Er zijn meerdere opties voor het laden van gegevens in een lakehouse, waaronder gegevenspijplijnen en scripts. In de volgende stappen wordt PySpark gebruikt om een Delta-tabel toe te voegen aan een lakehouse op basis van een Azure Open Dataset:
Selecteer in het zojuist gemaakte Lakehouse-notitieblok openen en selecteer vervolgens Nieuw notitieblok.
Kopieer en plak het volgende codefragment in de eerste codecel om SPARK toegang te geven tot het geopende model en druk op Shift+ Enter om de code uit te voeren.
# Azure storage access info blob_account_name = "azureopendatastorage" blob_container_name = "holidaydatacontainer" blob_relative_path = "Processed" blob_sas_token = r"" # Allow SPARK to read from Blob remotely wasbs_path = 'wasbs://%s@%s.blob.core.windows.net/%s' % (blob_container_name, blob_account_name, blob_relative_path) spark.conf.set( 'fs.azure.sas.%s.%s.blob.core.windows.net' % (blob_container_name, blob_account_name), blob_sas_token) print('Remote blob path: ' + wasbs_path)
Controleer of de code een extern blobpad uitvoert.
Kopieer en plak de volgende code in de volgende cel en druk op Shift+Enter.

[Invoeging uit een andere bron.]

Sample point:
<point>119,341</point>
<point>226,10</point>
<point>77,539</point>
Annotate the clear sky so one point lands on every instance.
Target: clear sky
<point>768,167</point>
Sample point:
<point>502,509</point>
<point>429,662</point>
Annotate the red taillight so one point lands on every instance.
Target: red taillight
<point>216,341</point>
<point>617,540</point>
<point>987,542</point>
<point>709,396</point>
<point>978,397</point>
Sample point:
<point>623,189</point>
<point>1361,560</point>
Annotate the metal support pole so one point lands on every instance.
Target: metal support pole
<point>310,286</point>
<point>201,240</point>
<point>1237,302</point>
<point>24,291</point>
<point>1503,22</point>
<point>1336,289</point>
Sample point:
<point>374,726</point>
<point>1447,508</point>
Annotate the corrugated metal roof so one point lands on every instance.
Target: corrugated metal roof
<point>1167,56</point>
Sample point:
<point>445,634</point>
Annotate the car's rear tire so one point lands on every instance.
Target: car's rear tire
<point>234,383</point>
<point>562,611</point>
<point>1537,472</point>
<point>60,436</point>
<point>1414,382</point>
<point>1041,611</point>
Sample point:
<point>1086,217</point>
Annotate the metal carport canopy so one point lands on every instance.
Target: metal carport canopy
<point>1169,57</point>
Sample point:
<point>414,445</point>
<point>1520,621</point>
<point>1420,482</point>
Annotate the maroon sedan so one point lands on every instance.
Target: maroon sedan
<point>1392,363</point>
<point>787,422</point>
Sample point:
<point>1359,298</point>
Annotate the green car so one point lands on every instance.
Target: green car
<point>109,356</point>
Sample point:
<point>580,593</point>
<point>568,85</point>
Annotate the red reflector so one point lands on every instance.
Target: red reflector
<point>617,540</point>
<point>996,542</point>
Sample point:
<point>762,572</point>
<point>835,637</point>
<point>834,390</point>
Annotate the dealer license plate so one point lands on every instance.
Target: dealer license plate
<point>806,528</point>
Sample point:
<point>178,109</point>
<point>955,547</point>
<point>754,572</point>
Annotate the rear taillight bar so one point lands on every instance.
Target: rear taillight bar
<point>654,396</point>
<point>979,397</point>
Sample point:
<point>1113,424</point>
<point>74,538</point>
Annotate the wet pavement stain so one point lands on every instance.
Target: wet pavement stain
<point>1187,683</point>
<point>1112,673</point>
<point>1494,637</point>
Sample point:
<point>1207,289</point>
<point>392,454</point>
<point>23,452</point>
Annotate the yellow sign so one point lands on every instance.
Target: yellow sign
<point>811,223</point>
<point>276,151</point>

# Read Parquet file into a DataFrame. df = spark.read.parquet(wasbs_path) print(df.printSchema())
Controleer of de code het DataFrame-schema heeft uitgevoerd.
Kopieer en plak de volgende regels in de volgende cel en druk op Shift+Enter. De eerste instructie maakt de VORDER-compressiemethode mogelijk en de volgende instructie slaat het DataFrame op als een Delta-tabel in het lakehouse.
# Save as delta table spark.conf.set("spark.sql.parquet.vorder.enabled", "true") df.write.format("delta").saveAsTable("holidays")
Controleer of alle SPARK-taken zijn voltooid. Vouw de lijst met SPARK-taken uit om meer details weer te geven.
Als u wilt controleren of een tabel is gemaakt, selecteert u in het linkerbovenhoekgebied naast Tabellen het beletselteken (...), selecteert u Vernieuwen en vouwt u vervolgens het knooppunt Tabellen uit.
Gebruik dezelfde methode als hierboven of andere ondersteunde methoden om meer Delta-tabellen toe te voegen voor de gegevens die u wilt analyseren.
Een eenvoudig Direct Lake-model maken voor uw lakehouse
Selecteer in uw lakehouse het nieuwe semantische model en selecteer vervolgens in het dialoogvenster de tabellen die u wilt opnemen.
Selecteer Bevestigen om het Direct Lake-model te genereren. Het model wordt automatisch opgeslagen in de werkruimte op basis van de naam van uw lakehouse en opent vervolgens het model.
Selecteer Gegevensmodel openen om de webmodelleringservaring te openen, waar u tabelrelaties en DAX-metingen kunt toevoegen.
Wanneer u klaar bent met het toevoegen van relaties en DAX-metingen, kunt u vervolgens rapporten maken, een samengesteld model maken en query's uitvoeren op het model via XMLA-eindpunten op ongeveer dezelfde manier als elk ander model.